Monday, January 2, 2012

Live fast, die young and leave a good-looking corpse!

James Dean, Tupac, Hendrix, Joplin, Morrison, B.I.G., Winehouse, Phoenix, Ledger, and the list goes on and on. They’re in the group of amazingly talented people who tragically died too soon. I’ve been recently saddened with the thought of another member of this category, Frankie Lymon. Perhaps this was brought on by me recent viewing of Why do Fools Fall in Love, a film about the three wives of Lymon fighting for his royalties. Not necessarily the biopic I’d like to see, but enough to get the wheels turning about this young man.
I’ll never know how it feels to possess the type of talent that Frankie had. A talent that makes you an international superstar at such a young age (Frankie was 13 when him and The Teenagers first came on the scene). The type of talent that justifies having “all eyes on me.” Not many people can relate to that. On all accounts, it seems Frankie was required to grow up to fast, similarly to most young folks in showbiz I’d assume. After 18 months of the Frankie Lymon & The teenager’s great success, Frankie was encouraged to leave the group and go solo. Totally understandable in my opinion, he was who the people loved and from all the clips I’ve seen, he’s solely responsible for pulling me in. By 15, Frankie was a solo artist, womanizer, and heroine user. It’s safe to say that the people surrounding him definitely didn’t have his best interest in mind. Below is a video of Frankie at 15. So mature, so talented, and charismatic to say the least. If you look close you’ll notice Frankie messes up on the second verse but pulls off a correction greatly and gets a little laugh in as well. Remarkable at such a young age. His voice was incredible and his mannerisms were not of his age group. This clip is upsettingly short, like all that you find of him on YouTube, which is undoubtedly reflective of his unknown life and short career.

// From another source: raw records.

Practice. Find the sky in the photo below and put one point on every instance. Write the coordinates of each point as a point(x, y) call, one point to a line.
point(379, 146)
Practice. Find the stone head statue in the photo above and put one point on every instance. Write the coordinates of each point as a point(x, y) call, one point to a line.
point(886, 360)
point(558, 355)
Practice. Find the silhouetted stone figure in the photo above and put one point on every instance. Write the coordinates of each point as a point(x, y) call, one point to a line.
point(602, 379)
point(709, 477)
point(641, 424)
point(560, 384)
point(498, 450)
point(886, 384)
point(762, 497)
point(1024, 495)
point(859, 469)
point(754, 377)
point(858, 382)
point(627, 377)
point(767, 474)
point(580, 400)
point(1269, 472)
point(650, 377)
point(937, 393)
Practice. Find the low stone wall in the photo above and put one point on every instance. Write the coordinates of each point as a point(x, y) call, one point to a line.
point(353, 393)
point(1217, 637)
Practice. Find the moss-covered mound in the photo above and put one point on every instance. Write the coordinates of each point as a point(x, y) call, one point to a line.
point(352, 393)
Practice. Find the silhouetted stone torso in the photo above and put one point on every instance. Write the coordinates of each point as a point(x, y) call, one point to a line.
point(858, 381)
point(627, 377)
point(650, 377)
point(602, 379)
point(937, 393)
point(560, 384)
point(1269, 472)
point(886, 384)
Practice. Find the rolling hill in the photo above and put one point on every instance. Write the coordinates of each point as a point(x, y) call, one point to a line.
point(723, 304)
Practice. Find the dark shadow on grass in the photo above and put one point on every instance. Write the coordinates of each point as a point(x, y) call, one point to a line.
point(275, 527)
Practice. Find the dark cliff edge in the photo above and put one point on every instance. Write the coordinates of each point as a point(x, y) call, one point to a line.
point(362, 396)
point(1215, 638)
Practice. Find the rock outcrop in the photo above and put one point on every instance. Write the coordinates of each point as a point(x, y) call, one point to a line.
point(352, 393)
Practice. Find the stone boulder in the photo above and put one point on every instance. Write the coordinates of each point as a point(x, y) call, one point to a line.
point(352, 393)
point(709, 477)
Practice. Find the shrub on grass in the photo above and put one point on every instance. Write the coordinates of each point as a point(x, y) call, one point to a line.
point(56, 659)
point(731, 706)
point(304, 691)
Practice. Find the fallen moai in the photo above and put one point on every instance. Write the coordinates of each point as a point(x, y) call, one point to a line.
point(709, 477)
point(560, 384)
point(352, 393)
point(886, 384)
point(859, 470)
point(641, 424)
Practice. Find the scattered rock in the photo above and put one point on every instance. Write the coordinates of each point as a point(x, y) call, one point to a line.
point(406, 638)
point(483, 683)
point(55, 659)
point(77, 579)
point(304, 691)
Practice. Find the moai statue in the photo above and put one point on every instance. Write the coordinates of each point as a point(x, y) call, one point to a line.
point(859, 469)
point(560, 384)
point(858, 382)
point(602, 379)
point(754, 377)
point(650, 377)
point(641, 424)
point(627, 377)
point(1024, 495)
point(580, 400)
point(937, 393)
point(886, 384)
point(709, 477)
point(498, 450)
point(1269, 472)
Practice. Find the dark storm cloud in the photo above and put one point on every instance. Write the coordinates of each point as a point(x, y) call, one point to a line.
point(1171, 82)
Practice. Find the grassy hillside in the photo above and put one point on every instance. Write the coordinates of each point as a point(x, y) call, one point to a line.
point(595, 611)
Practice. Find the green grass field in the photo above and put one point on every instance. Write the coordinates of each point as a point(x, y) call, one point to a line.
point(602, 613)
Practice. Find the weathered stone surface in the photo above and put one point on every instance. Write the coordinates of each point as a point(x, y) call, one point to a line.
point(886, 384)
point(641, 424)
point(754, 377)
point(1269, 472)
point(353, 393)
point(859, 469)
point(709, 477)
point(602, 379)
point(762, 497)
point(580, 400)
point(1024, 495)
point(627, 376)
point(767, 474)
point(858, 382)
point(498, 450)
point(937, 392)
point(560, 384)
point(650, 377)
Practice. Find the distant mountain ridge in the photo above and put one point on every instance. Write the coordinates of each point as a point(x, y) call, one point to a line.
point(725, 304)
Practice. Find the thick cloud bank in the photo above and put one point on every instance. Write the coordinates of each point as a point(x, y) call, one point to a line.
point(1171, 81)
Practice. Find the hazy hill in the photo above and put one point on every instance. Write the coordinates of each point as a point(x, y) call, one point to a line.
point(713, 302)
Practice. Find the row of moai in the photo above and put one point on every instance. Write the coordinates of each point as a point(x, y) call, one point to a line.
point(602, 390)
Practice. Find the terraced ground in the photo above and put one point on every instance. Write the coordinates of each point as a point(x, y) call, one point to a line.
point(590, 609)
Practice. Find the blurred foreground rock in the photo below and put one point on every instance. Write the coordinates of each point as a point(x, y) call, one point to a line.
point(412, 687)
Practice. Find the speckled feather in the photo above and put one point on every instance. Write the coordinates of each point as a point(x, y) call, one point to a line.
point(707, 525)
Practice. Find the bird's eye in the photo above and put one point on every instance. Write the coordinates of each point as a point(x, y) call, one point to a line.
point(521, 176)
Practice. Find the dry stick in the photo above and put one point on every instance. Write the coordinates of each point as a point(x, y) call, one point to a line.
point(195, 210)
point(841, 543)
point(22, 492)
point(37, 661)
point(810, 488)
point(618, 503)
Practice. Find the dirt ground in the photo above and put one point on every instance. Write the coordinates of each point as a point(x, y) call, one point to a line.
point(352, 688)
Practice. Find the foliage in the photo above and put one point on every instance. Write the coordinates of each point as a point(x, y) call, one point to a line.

I can almost understand the need for drugs when you’re such a great talent. Constantly dealing with the pressures of performing, the realities of wanting to be watched, touched, and looked at by everyone, and having an entire family depending on you has to be crazy. When that’s your reality I’m sure it’s quite easy to allow drugs to become your safe haven. I’m not justifying it, I’m just saying. My overbearing passion for Mr. Lymon is quite a bit abnormal for me and I’m not sure why it is as strong as it is to begin with. There’s just something about the aforementioned clip that truly allows me to see how talented he was (Maybe it’s just me). He was little Michael Jackson before little Michael Jackson. If given the opportunity I’m sure Frankie would have been as talented as a Sammy Davis Jr., Sinatra, or even Mike himself. Also, there’s so little information out there about Frankie, so my hunger for learning more is mouth watering at this point. I did manage to run across a heartbreaking clip of Frankie close to the peak of his heroin addiction and attempting to bring his career back. Considering the issues brought about by his lowering voice as he grew older, folks almost always made him lip sync his old hits instead of performing new songs, in which he, in my opinion, sounded like a young Sinatra. Either way, he could definitely still sing. In the following clips you’ll see a 22 year old Frankie Lymon, strung out, missing a tooth, and forced to lip synch to a song that he sang when he was 13. So Sad!


Frankie overdosed on heroine at the age of 26 in his grandmother’s bathroom. I hope to eventually learn more about his life. Maybe we’ll be lucky enough to get an Unsung episode (TV One) or a higher quality biopic focused on him and his life, not just the women around him. Who knows? What I do know is that Frankie Lymon was an incredibly talented young man, tragic figure In American music, and now definitely one of my Favorites.